Desde sirenas que aparecen en las aguas de Ometepe, pasando por un cangrejo de oro que recorre las playas de Poneloya, hasta una voz fantasmal que llora en Matagalpa, el tiempo de Semana Santa parece ser el predilecto de ciertos espantos y seres de ultratumba.
Las supersticiones tampoco escasean.
Los nicaragüenses creen, por ejemplo, que las palmas benditas que se recogen los Domingos de Ramos son útiles para evitar hechizos de magia negra y el acoso de espíritus inmundos.
También se cree que el Viernes Santo es imperativo no correr, saltar, ni arar la tierra, pues el Señor está en el suelo y cada daño que se le haga a la tierra es como hacérselo al mismo Jesucristo.
Hablando del Viernes Santo, es importante recordar que dicha fecha es prácticamente la navidad del Infierno, pues los ángeles caídos lo celebran con singular alegría, recordando el sufrimiento y la muerte de su enemigo.
En tales días, el príncipe exiliado, Lucifer, se va de parranda a las fiestas de los blasfemos que no respetan el día santo, siempre disfrazado como un elegante caballero adinerado y baila con la mujer más bella del lugar hasta que el olor a azufre lo delata y alguien se da cuenta de que tiene patas de cabra.

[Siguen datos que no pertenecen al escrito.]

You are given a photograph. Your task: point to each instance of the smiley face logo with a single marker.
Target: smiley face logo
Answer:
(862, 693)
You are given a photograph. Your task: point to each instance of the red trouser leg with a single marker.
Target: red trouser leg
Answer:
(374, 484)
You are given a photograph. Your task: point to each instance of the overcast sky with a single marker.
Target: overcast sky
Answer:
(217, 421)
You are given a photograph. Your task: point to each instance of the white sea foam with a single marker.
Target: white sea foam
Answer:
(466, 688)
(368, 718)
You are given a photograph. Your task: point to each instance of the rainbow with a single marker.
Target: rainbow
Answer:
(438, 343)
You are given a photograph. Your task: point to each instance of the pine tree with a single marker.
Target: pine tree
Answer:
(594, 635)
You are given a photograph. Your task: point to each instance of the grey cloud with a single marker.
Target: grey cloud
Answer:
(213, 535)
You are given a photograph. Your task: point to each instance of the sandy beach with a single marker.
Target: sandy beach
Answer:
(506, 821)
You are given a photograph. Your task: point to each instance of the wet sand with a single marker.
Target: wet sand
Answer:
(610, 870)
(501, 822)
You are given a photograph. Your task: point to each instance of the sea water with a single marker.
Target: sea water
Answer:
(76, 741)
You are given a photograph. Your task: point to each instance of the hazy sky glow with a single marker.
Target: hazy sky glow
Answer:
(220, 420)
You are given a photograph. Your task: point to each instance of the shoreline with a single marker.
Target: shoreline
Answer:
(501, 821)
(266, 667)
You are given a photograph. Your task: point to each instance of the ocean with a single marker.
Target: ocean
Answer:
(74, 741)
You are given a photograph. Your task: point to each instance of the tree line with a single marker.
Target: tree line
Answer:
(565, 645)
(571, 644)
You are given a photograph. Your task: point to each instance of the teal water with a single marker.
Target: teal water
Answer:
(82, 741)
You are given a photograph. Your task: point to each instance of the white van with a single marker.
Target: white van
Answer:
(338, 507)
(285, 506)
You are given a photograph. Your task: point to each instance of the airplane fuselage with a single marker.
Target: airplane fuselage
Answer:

El Diablo, entonces, se desvanece con una risotada siniestra que trastorna el juicio de los testigos.
No obstante, el viejo demonio no es el único ser del Otro Lado que se toma sus vacaciones en Semana Santa.
En la laguna del Charco Verde, en Ometepe, por ejemplo, es conocida la leyenda de una sirena de largo cabello dorado que aparece en una roca para peinar su cabello.
No hace mucho más que eso, pero la visión de sus senos perfectos y su cola pisciforme alborota a los vecinos.
En León, se contaba de un cangrejo de oro puro, del tamaño de una vaca, que emergía de las crispadas olas de Poneloya, caminaba hacia León, atravesaba las calles principales y se detenía cerca de la iglesia de Sutiava, en donde hacía una reverencia.
No se sabe, sin embargo, si ese gesto era para el Dios Crucificado o para alguna deidad precolombina.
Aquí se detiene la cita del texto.